À cette occasion, un de ses officiers déclarait sur CCTV que « toute menace au Pakistan est une menace à la Chine ». Plus tard, le major Général Zhang Zhaozhong, professeur à l’université nationale de défense, usait de la même formule-choc pour l’Iran, que l’APL n’hésiterait pas à protéger, « dût-elle provoquer une 3
ème
Guerre mondiale».
Le plus fort venait du Président Hu Jintao en personne, qui prévenait sa marine (06/12) de se préparer au « combat militaire » (军事斗争, jūnshì dòuzhēng). Le terme se réfère davantage aux conditions guerrières » qu’au conflit lui-même, mais l’adresser à sa marine, à ce moment, sentait l’avertissement sans frais à l’US Navy.

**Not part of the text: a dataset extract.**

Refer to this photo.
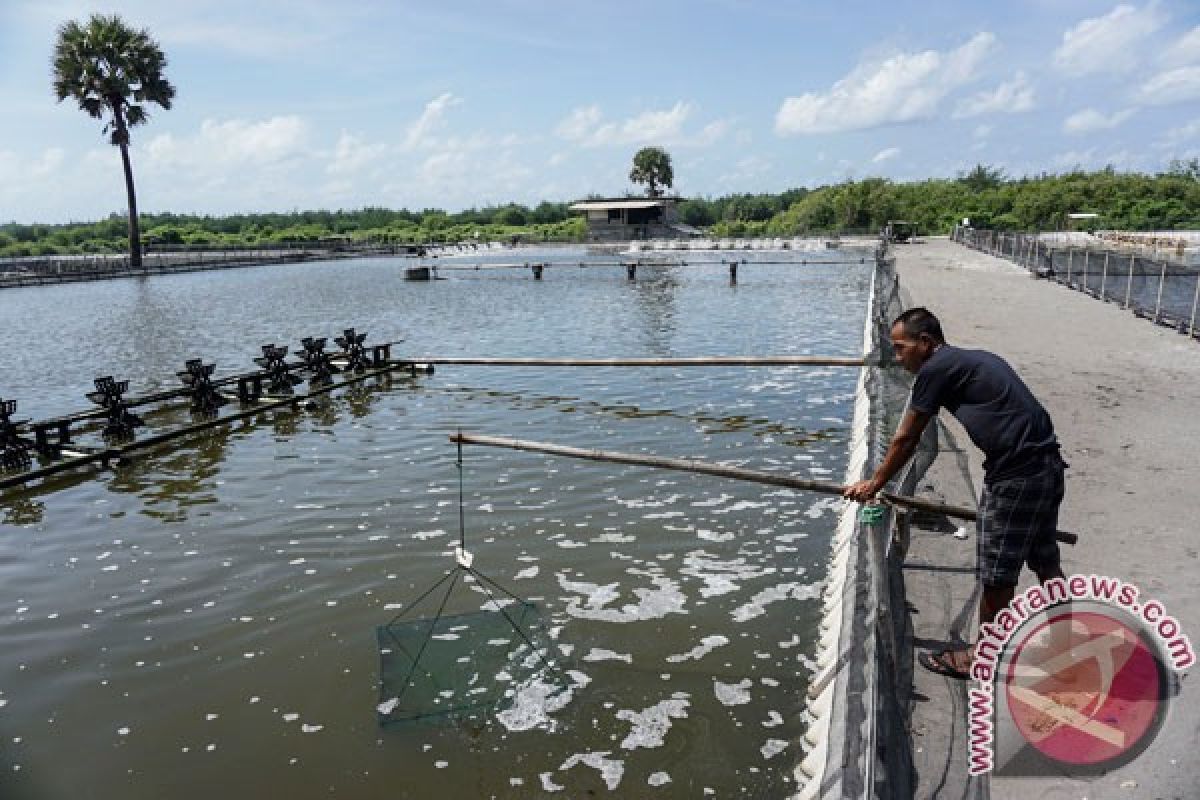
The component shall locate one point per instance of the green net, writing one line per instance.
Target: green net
(454, 667)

Pendant ce temps, avec Inde et Japon, les USA préparaient une trilatérale à Washington (19/12), pour construire l’alliance pacifique en tant que « trois principales démocraties » de la zone. Les diplomates américains rappelaient qu’il n’y avait là aucune menace à la Chine – mais s’il n’y en avait pas, pourquoi le dire ?

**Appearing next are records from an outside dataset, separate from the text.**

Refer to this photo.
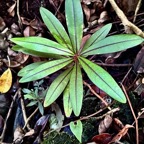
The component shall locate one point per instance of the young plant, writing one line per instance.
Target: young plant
(72, 57)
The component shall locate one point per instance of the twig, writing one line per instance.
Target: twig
(87, 117)
(24, 111)
(127, 24)
(8, 115)
(126, 75)
(19, 18)
(100, 117)
(137, 9)
(29, 118)
(114, 65)
(136, 121)
(85, 83)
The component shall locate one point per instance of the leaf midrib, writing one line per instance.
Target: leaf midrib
(87, 51)
(46, 46)
(102, 79)
(57, 31)
(48, 68)
(59, 84)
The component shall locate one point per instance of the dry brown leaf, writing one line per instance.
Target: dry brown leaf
(127, 6)
(5, 81)
(30, 133)
(121, 133)
(29, 31)
(103, 138)
(105, 124)
(18, 135)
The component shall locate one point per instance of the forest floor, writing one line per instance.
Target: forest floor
(119, 123)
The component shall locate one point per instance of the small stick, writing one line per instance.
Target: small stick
(24, 111)
(127, 24)
(8, 115)
(136, 121)
(19, 18)
(85, 83)
(29, 118)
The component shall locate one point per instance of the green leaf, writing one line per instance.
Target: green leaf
(67, 102)
(57, 87)
(76, 89)
(45, 69)
(35, 52)
(97, 36)
(55, 27)
(43, 45)
(30, 96)
(77, 129)
(26, 91)
(114, 43)
(41, 108)
(32, 103)
(29, 68)
(102, 79)
(74, 19)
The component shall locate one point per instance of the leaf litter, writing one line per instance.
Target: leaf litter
(96, 15)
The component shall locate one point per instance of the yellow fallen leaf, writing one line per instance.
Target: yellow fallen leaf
(5, 81)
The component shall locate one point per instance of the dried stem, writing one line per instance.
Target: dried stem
(136, 121)
(8, 115)
(127, 24)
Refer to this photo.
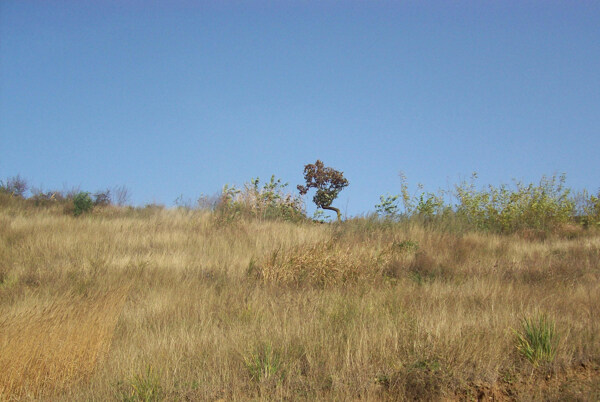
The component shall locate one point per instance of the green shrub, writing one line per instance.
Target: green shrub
(82, 203)
(388, 209)
(537, 340)
(541, 207)
(14, 186)
(264, 363)
(142, 387)
(270, 202)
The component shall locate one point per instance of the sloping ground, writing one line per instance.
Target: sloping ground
(178, 305)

Justement, face à ces voisins en train de prendre leurs distances, Pékin cherche là aussi la réaction juste, par tests successifs. Face à l’Inde, après avoir annulé, d’un commun accord, les négociations frontalières, Ma Xiaotian s’envolait (09/12) pour Delhi, tenir les plus hautes discussions militaires depuis deux ans. Face au vice-président philippin J. Binay qui souhaitait venir transmettre une lettre de son Président Aquino demandant la grâce d’un trafiquant de drogue condamné à mort, c’était un « non » sec et sans appel. La répression des stupéfiants est un thème de souveraineté nationale non négociable, et les rapports avec le petit voisin, trop mauvais…
En tout état de cause, sur tous ces sujets, l’impression est sombre, mais le dialogue est là – peut-être même plus fort que 3 mois en arrière. Certes, on peut deviner que cette année 2012 du Dragon sera tumultueuse mais dans cette crise de réorientation de l’avenir et de choix à faire, nul n’a le moindre intérêt au pire – rien n’est joué !

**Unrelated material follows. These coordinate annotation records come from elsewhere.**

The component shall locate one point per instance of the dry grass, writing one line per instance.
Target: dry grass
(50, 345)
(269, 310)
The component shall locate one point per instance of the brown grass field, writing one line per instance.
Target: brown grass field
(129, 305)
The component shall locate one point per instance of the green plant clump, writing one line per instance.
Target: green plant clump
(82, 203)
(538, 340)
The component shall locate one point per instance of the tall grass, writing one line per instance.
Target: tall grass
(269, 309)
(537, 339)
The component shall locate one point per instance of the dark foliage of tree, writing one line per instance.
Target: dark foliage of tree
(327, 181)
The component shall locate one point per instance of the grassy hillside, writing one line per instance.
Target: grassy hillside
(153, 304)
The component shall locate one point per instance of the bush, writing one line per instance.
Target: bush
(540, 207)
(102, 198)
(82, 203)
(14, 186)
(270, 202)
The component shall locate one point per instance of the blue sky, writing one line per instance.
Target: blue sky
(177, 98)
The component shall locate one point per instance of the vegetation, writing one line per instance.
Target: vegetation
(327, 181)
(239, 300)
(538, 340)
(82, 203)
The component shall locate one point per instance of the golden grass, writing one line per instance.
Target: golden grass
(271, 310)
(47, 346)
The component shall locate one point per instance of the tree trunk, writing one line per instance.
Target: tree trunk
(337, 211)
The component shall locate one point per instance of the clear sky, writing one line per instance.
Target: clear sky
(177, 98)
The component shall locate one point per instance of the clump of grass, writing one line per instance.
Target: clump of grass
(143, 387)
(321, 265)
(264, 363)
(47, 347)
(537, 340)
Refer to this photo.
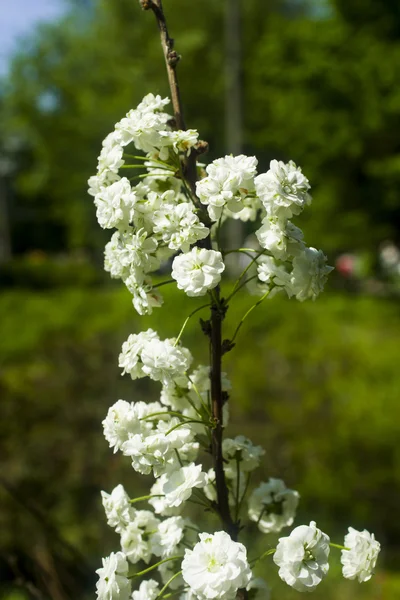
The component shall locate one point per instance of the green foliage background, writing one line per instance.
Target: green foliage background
(317, 384)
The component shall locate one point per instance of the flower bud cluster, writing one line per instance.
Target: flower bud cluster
(159, 215)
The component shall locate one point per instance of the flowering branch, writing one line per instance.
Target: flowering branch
(171, 60)
(169, 214)
(217, 313)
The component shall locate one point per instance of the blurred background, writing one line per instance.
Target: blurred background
(316, 384)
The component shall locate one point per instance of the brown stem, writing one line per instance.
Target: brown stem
(217, 315)
(171, 60)
(217, 312)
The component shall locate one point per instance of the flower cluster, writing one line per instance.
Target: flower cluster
(160, 219)
(159, 216)
(153, 219)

Au Sommet climatique de Durban (COP 17), qui s’acheva le 11/12, le scénario connu depuis deux ans au COP 15 de Copenhague aurait pu être celui d’un blocage par une alliance tacite de Chine, USA et Inde (plus de 50% des émissions de gaz à effet de serre) : Chine et Inde, au nom de la responsabilité des pays riches, USA, au nom du refus des 2 autres de prendre leur part des coupes obligatoires de pollution.
Mais à Durban, un grain de sable imprévu vint bloquer les rouages: la rébellion vive, la nuit du 9/10, des pays insulaires-pauvres—1ers submergés par un réchauffement global et la remontée des mers qui s’ensuivra. Du coup, l’Union Européenne (la commissaire Connie Hedegaard ), alliée au groupe de 120 PVD, renforçait la pression sur les grands pollueurs. Dépassant la « dead line », 24 h. de marathon s’ensuivaient, à 190 pays. Un compromis se dégageait, en quatre documents synthèse de 13 ans de palabres.
Les USA (T. Stern) créaient la surprise en se ralliant en 1er. Puis l’on voyait Inde et Union européenne s’isoler en bilatérale, suite à quoi le représentant de New Delhi annonçait accepter nouveau traité « avec force légale» : l’Inde semblait se rallier, ne laissant plus que la Chine, comme adversaire d’un accord mondial contraignant.
Dans cette ambiance fiévreuse et épuisée, elle apparaissait ensuite se raviser quelques instants pour sauver son alliance avec Pékin et différer le moment de participer à l’effort global. Finalement l’accord global prévalait.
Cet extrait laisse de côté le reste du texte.